Crossover — not the maneuver deployed on basketball courts; but the overlap of “sacred” and “secular” in musics — thematizes Benjamin M. Stewart’s interview with Don E. Saliers, William R. Cannon Distinguished Professor of Theology and Worship, Emeritus and platinum, gold, and Grammy award winning Indigo Girl, Emily Saliers. In the Practical Matters (issue 1) video segment A Song to Sing, A Life to Live: A Conversation about Musical and Liturgical Imagination with Don and Emily Saliers, father and daughter detail how music, in its vast array, provides a horizon where the theologically unsuspecting twilight of “Saturday nite” and the theologically explicit dawn of “Sunday morning” meet in music to radiate profound beauty, blessing, redemption, and transformation in the world.

The two Saliers also embody the crossover of music.  Emily grew up in a house filled with sacred music and with family vacations soundtracked by singing. Her musical upbringing matured in former venues like Atlanta’s Little 5 Points Pub, which became a sanctuary of sound, and its “motley crew” of patrons, a community of the faithful. In the bonus tracks of the video interview, she reveals how songs like “History of Us” emerged from these experiences, and how the hands-on cry for activism in “Hammer and a Nail” grew out of love for the message of mercy in the Eucharistic hymn “Let us Break Bread Together.” She also admires the ability for songs like “Fuera la Marina” by Puerto Rico’s Lourdes Pérez to galvanize resistance against the U.S. Naval military tests in Vieques. Surely music models justice most in times of conflict and in efforts for peace.

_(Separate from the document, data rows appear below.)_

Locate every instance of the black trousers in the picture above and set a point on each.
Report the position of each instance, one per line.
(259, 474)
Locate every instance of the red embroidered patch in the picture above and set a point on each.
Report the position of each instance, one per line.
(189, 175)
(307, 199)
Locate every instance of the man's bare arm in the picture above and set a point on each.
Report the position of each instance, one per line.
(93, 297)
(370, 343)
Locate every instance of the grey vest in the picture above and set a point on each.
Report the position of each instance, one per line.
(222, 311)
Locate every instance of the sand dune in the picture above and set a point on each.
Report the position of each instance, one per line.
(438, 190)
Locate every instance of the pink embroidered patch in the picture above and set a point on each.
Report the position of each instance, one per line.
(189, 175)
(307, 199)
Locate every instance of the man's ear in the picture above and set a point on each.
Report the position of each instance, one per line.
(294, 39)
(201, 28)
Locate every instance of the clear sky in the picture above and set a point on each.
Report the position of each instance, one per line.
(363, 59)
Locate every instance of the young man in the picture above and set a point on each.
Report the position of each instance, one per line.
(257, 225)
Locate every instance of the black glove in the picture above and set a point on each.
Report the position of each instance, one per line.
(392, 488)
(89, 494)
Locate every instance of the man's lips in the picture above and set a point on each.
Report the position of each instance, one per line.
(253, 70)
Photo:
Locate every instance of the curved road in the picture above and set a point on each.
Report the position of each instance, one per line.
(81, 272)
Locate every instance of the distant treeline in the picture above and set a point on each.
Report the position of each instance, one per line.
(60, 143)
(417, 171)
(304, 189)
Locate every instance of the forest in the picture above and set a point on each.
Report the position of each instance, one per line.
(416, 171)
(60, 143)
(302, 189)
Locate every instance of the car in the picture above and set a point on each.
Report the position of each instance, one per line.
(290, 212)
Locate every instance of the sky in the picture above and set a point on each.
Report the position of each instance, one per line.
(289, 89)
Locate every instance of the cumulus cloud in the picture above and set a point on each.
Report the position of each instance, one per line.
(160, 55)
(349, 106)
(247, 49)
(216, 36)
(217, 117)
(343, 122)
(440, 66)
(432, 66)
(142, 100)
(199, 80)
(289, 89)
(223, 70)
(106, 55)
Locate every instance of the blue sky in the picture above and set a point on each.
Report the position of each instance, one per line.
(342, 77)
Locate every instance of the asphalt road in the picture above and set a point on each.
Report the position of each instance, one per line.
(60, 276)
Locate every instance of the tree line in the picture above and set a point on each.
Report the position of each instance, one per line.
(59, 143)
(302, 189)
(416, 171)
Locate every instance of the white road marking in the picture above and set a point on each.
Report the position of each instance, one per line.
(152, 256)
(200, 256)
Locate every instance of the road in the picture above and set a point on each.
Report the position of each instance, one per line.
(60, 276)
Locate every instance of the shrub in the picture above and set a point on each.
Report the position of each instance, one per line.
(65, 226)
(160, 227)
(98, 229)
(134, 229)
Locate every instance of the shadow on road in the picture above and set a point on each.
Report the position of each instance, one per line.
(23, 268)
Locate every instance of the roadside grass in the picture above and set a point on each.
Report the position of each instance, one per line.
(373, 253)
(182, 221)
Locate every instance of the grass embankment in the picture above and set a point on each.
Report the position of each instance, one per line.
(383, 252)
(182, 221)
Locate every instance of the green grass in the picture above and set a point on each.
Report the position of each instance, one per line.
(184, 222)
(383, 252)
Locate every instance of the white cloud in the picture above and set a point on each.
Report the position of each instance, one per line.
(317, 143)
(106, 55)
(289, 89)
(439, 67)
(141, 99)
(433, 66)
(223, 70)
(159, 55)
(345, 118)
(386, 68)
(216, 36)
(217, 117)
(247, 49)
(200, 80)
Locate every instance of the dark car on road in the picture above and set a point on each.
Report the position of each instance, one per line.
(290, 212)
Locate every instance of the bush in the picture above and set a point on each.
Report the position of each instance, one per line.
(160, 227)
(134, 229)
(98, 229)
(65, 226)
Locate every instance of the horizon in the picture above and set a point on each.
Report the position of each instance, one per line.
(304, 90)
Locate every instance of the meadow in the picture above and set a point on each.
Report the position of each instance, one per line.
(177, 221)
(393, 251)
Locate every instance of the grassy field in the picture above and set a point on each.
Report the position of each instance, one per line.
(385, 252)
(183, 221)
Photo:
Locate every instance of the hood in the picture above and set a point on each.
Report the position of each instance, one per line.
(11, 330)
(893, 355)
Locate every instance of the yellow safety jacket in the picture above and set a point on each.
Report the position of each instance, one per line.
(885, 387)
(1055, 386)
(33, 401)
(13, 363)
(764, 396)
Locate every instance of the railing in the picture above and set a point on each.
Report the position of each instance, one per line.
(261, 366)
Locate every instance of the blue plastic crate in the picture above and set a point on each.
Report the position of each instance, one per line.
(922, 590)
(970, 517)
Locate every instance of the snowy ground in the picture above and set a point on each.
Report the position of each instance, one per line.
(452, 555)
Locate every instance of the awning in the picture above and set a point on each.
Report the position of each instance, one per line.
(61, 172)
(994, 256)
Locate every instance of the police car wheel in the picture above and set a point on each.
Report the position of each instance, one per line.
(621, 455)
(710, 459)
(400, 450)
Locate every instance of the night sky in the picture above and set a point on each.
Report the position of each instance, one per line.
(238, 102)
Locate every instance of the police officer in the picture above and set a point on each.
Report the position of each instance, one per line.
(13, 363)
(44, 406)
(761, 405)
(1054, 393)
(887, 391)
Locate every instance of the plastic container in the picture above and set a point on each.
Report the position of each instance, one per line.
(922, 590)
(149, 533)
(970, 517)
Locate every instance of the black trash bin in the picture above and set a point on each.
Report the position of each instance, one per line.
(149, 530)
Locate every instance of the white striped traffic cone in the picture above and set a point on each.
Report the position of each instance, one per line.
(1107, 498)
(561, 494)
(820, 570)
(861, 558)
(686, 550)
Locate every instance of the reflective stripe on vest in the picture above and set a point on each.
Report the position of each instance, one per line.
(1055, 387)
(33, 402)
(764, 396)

Don, also the child of a musician (his father a jazz musician and classically trained violinist), and himself an accomplished organist, pianist, harpsichordist and United Methodist minister, punctuates how music can “attune” us to a deeper imagination of the world.  For Don, music can nurture a biblical imagination where we do not seek to repeat in music prescribed forms of worship and liturgy.  Rather, music can “evoke” the prophetic and express holiness in situations where words fail to suffice – circumstances like caring for the bedridden or celebrating new birth in baptism. Music gives sense to suffering and mystery in structured sound.

The songs and duets that Don and Emily shared during the segment amplified their combined wisdom. But the most striking music and musical statement came from above, unscripted, and with abandon. About five minutes before the video’s end, rain audibly interrupted the discussion.  Emily described it as “beautiful” and a “transcendent moment.” Don followed by emphasizing that “music is not in the score” and that “prayer is not in the liturgical text.” And what I witnessed was a true crossover. The rain manifested Divine charity that made itself felt and heard. The water dropped and dripped in concert with what had been said, perhaps anointing the conversation, but outmaneuvering it as well. It seemed to insist that music might take place far from our intent, without our interpretation, and speak theologically on its own.